- Other names: Refractive lensectomy or Refractive lens exchange
- Specialty: Ophthalmology

= Clear lens extraction =

Corrective eye surgery

Clear lens extraction, also known as refractive lensectomy, custom lens replacement or refractive lens exchange is a surgical procedure in which clear lens of the human eye is removed. Unlike cataract surgery, where the cloudy lens is removed to treat a cataract, clear lens extraction is done to surgically correct refractive errors such as high myopia. It can also be done in hyperopic or presbyopic patients who wish to have a multifocal IOL implanted to avoid wearing glasses. It is also used as a treatment for diseases such as angle closure glaucoma.

==Overview==
As opposed to procedures that use lasers to make corrections to the corneal surface, such as LASIK, the clear lens extraction procedure uses the same procedures as cataract surgery.

==Indications==
Clear lens extraction can be done in patients with severe refractive error and/or presbyopia who wish to avoid spectacles. It is often necessary in patients with severe refractive error who cannot undergo other refractive procedures such as LASIK or photorefractive keratectomy.Clear lens extraction is also used as a treatment of choice in patients with diseases such as angle closure glaucoma.
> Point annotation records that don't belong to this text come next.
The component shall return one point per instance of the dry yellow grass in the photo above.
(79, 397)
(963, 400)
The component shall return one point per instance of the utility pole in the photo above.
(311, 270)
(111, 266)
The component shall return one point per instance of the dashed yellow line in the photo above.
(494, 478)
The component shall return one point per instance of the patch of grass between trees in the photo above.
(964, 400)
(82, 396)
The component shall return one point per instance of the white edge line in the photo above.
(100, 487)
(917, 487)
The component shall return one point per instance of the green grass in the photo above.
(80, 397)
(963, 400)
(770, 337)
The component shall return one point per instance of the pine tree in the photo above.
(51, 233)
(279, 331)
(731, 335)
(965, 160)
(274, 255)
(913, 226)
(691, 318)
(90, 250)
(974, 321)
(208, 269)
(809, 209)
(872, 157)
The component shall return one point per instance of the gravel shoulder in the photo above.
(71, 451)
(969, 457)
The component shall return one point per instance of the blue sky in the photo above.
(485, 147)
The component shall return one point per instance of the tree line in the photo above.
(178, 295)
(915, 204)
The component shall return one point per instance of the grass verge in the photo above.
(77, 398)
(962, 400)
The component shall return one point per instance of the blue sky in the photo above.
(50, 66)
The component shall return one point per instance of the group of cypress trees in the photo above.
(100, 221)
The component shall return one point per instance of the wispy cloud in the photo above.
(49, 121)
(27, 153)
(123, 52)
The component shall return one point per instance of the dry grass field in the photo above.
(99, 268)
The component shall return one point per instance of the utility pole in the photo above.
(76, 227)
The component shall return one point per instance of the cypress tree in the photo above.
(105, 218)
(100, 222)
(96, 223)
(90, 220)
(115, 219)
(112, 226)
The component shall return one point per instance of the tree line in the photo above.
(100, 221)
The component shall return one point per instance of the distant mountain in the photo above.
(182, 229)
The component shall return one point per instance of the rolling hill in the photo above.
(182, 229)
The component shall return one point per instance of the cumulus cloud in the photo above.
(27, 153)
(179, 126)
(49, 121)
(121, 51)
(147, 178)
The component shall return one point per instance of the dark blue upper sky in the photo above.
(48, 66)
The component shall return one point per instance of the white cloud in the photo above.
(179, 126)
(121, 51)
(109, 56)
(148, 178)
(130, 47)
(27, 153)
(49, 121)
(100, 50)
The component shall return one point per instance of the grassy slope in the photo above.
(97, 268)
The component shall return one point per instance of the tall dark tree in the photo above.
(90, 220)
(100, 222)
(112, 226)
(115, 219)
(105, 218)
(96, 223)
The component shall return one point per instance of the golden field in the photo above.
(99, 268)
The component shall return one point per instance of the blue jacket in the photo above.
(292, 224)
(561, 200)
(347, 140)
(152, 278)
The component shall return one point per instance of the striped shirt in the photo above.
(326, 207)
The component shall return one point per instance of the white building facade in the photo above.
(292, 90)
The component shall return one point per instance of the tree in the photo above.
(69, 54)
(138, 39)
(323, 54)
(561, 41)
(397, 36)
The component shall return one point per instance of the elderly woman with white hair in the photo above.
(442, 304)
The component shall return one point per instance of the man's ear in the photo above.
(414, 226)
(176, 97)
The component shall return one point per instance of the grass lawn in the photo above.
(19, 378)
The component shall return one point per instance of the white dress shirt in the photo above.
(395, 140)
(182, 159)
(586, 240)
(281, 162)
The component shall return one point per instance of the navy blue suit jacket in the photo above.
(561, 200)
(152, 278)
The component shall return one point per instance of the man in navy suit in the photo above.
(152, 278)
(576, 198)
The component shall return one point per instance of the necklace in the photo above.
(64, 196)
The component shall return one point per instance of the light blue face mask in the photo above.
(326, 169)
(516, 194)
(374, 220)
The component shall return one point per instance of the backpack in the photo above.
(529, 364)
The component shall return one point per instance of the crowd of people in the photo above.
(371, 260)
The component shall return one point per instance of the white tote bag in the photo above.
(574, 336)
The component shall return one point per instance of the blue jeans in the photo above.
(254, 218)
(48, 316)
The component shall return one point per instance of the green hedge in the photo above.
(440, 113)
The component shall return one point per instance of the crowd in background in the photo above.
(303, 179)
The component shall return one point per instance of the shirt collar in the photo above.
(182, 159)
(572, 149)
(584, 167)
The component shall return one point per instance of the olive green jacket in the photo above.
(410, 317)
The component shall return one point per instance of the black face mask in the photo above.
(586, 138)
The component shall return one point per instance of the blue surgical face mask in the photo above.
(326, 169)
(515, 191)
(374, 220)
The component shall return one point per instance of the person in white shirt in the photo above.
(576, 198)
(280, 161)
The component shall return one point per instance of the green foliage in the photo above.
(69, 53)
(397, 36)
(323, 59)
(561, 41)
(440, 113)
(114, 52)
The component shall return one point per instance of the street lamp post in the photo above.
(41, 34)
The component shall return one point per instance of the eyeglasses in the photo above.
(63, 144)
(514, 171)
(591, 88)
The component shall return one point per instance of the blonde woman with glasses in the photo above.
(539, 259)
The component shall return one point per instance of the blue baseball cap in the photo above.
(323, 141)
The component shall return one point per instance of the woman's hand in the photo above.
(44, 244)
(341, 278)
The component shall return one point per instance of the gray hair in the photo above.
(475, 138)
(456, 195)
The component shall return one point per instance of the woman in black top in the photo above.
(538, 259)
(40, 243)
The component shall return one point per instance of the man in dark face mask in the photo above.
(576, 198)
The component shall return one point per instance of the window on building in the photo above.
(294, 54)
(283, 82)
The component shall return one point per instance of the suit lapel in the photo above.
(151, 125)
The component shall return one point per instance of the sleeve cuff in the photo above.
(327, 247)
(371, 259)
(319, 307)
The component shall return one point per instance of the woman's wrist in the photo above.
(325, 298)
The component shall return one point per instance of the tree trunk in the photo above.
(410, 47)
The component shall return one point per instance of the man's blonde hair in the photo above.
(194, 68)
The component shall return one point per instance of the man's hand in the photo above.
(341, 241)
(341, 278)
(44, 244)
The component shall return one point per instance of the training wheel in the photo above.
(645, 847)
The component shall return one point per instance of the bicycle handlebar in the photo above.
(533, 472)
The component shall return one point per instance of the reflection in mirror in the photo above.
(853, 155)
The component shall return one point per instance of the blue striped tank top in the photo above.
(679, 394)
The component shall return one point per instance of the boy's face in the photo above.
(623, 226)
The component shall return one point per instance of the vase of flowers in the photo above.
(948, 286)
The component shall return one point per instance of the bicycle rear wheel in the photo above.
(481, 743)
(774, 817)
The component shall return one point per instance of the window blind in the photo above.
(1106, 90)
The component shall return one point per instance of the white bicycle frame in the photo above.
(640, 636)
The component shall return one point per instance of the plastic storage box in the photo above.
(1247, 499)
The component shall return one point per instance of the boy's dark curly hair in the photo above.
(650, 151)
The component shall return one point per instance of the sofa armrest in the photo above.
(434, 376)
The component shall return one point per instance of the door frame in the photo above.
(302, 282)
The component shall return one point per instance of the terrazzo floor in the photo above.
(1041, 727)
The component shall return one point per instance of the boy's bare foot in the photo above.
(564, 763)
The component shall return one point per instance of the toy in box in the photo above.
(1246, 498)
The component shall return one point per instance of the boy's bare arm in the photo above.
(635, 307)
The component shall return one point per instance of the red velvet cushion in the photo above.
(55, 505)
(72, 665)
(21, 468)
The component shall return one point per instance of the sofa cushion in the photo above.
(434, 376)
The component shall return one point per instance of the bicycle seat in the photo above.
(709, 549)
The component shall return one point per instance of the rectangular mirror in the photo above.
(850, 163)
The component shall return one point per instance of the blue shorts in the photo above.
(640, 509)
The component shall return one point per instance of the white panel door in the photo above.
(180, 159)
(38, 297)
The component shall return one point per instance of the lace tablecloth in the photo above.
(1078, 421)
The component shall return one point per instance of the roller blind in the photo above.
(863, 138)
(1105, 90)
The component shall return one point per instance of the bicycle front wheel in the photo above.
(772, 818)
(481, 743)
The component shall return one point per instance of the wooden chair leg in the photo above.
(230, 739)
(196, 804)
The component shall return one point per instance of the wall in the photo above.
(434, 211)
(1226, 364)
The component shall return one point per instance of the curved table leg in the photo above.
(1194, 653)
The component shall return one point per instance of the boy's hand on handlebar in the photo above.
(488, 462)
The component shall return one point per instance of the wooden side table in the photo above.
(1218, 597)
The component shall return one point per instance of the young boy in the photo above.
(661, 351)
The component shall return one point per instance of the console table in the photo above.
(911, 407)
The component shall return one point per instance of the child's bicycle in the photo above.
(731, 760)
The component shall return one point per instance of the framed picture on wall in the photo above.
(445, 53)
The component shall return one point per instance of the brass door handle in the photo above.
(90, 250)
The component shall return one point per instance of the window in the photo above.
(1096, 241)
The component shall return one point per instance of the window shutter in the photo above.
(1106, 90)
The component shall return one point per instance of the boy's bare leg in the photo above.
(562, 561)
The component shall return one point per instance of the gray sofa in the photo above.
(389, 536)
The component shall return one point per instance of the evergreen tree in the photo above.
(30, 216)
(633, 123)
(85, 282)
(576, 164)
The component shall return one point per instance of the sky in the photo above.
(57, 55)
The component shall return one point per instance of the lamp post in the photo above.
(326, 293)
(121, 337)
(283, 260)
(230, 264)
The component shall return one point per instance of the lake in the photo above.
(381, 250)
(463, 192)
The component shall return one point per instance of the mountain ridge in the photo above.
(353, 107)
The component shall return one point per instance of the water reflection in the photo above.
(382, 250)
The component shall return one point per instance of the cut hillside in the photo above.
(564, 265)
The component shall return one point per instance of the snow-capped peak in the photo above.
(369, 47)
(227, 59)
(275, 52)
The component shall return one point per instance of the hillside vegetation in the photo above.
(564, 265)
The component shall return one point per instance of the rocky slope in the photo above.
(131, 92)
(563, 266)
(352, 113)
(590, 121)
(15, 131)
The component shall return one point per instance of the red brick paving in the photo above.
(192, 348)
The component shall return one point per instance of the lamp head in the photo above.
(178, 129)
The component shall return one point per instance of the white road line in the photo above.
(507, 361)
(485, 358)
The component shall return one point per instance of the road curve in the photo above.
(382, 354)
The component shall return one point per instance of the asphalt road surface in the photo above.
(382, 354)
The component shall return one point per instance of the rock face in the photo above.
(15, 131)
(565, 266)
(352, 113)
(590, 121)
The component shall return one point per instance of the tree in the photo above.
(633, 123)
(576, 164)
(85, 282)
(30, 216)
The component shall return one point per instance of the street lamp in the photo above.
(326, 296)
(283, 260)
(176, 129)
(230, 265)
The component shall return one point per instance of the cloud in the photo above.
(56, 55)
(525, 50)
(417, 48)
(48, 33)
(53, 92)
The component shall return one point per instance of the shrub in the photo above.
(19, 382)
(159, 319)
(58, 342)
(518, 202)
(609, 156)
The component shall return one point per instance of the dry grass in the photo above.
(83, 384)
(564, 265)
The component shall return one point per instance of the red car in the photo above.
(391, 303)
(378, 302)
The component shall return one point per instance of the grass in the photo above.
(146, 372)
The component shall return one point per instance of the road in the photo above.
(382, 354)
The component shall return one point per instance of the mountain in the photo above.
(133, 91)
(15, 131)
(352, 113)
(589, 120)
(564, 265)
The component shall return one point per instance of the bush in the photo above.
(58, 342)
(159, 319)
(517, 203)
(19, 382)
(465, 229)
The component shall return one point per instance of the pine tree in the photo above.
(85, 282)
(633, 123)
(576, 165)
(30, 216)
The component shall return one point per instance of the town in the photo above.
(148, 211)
A study also found that CLE is even more effective than laser peripheral iridotomy in patients with angle closure glaucoma. A systematic review comparing lens extraction and laser peripheral iridotomy for treating acute primary angle closure found that lens extraction potentially provides better intraocular pressure control and reduces medication needs over time. However, it remains uncertain if it significantly lowers the risk of recurrent episodes or reduces the need for additional surgeries.

==Procedure==
Procedure is similar to cataract surgery, most commonly followed by an intraocular lens implantation. In patients requiring only distance vision correction, a conventional mono-focal intraocular lens is placed in both eyes after the clear lens is removed. While distance vision is fine in this, reading glasses are required for near vision. Another method is to correct one eye only for distance vision and the other eye for near vision only. The best way to achieve both distance vision and near vision is to place multifocal IOLs or accommodating IOLs in both eyes.

The intraocular lens power calculations for clear lens extraction is similar to calculations used for conventional cataract surgery.
Under topical anesthesia, through a 2.2 mm corneal incision, the lens nucleus and cortex are removed by irrigation and aspiration technique using a phaco machine. After removal of lens material, the viscoelastic solution initially instilled is removed from the anterior chamber, intraocular lens is inserted and the corneal wound is closed by stromal hydration method. In some people with very high myopia, the eye may be left aphakic, without intraocular lens implantation.

==Complications==
In addition to the common complications of cataract surgery, clear lens extraction may also cause premature posterior vitreous detachment and retinal detachment, particularly in patients with high Myopia. However, modern surgical techniques and advanced lens technology have significantly reduced the likelihood of this and other complications. The procedure is generally safe and effective when performed by experienced surgeons, with most patients experiencing improved vision post-surgery without major complications.

==History==
As opposed to the more commonly performed cataract treatment, the idea of removing the lens exclusively for refractive purposes first emerged in the 18th century. French ophthalmologist Abbé Desmonceaux may be the first to suggest such an operation in 1776 for a patient with high myopia. He recommended the operation to Baron Michael Johann de Wenzel, although it is not known whether he ever performed the operation.

The first systematic work on clear lens extraction was carried out by Polish ophthalmologist Vincenz Fukala in Vienna. Fucala advised clear lens extraction in young high myopic (−13 diopters or more) patients with poor vision and inability to work.